But for Ishaan, it didn’t feel like coincidence. It felt like divine orchestration.
“If I had seen those images then,” Ishaan explained to Gagan later, “I think my mind would have cooled the fire too soon. You know how when you explain something too early, the mystery vanishes? This fire… it needed to burn a little longer.”
Gagan nodded thoughtfully. “You mean like Krishna and the gopis?”
Ishaan blinked. “What do you know about Krishna and the gopis?”
“Hey,” Gagan said, pretending to puff his chest, “I may be goofy, but I’m not ignorant. My nani used to tell me stories. Krishna dancing with all the gopis at once. Everyone thought it was sensual, but she said it was spiritual. Like divine love flowing everywhere.”
Ishaan’s eyes lit up. “Exactly! People think it’s about one man and many women. But it’s not about numbers. It’s about the capacity to hold many reflections of love, without breaking. Without lusting. That rasa… it’s a dance of the soul.”
Gagan slowly nodded. “So you think what you’re experiencing is… that?”
“Maybe a little slice of it,” Ishaan said. “This love, this attraction—it’s intense, yes. But it’s also sacred. Like the bhakti of Meera. Like Radha’s surrender.”

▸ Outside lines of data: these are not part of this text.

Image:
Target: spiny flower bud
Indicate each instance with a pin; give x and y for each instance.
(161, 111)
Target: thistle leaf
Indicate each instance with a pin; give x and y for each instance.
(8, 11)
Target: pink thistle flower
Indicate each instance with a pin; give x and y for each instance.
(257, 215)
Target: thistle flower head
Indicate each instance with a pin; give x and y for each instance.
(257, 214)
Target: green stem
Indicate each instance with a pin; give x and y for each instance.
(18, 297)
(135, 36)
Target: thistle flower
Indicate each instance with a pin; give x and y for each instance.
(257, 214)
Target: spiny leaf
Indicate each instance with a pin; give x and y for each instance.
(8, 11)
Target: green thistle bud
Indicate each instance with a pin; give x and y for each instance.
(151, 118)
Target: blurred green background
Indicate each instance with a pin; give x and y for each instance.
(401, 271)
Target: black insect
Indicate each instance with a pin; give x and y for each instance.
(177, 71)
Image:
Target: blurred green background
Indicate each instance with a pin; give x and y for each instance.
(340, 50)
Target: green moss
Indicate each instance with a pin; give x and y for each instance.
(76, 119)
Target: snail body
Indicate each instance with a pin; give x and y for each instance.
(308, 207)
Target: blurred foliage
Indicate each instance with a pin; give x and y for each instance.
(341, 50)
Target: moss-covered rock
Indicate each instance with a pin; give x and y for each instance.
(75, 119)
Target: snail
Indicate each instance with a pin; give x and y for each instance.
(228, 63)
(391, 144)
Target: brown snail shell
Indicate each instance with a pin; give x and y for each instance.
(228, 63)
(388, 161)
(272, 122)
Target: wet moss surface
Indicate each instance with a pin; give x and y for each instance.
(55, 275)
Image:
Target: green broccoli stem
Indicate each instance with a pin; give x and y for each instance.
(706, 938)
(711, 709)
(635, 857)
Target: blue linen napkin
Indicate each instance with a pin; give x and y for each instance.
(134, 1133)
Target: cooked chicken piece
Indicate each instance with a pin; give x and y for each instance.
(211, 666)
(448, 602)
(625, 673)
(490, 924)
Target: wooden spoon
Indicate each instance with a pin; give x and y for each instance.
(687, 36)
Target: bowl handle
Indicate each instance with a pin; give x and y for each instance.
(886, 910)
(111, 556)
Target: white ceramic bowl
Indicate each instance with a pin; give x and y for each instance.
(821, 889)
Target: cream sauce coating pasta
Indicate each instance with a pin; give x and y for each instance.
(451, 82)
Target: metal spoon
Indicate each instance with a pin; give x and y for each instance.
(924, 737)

One evening, Ishaan sat alone in the school library, flipping through a book on Indian mysticism. The words blurred before his eyes as waves of energy rolled up his spine just at the thought of Myra walking down the corridor. He closed his eyes.
There she was.
Not as a physical form, but as light. Flowing, glowing, transforming.
The image faded, and in its place appeared his Dada Guru, seated in lotus pose, smiling faintly.
Then both forms melted into a single golden sphere.
He sat frozen for a long time, unsure if he had meditated or dreamt.
The mysticism deepened when he began waking up at odd hours of the night, his spine alive with sensations. It was not sexual. It was something subtler. Like someone pouring soft golden threads through the back of his head. He once described it to Gagan as “dreaming through the spine.”
“Dude, you need to sleep more,” Gagan joked.
“No,” Ishaan replied, eyes shining, “I need to wake up even more.”
They laughed, but Ishaan was serious. There was something inside him transforming quietly, like a seed growing underground.
A curious incident happened near the school pond.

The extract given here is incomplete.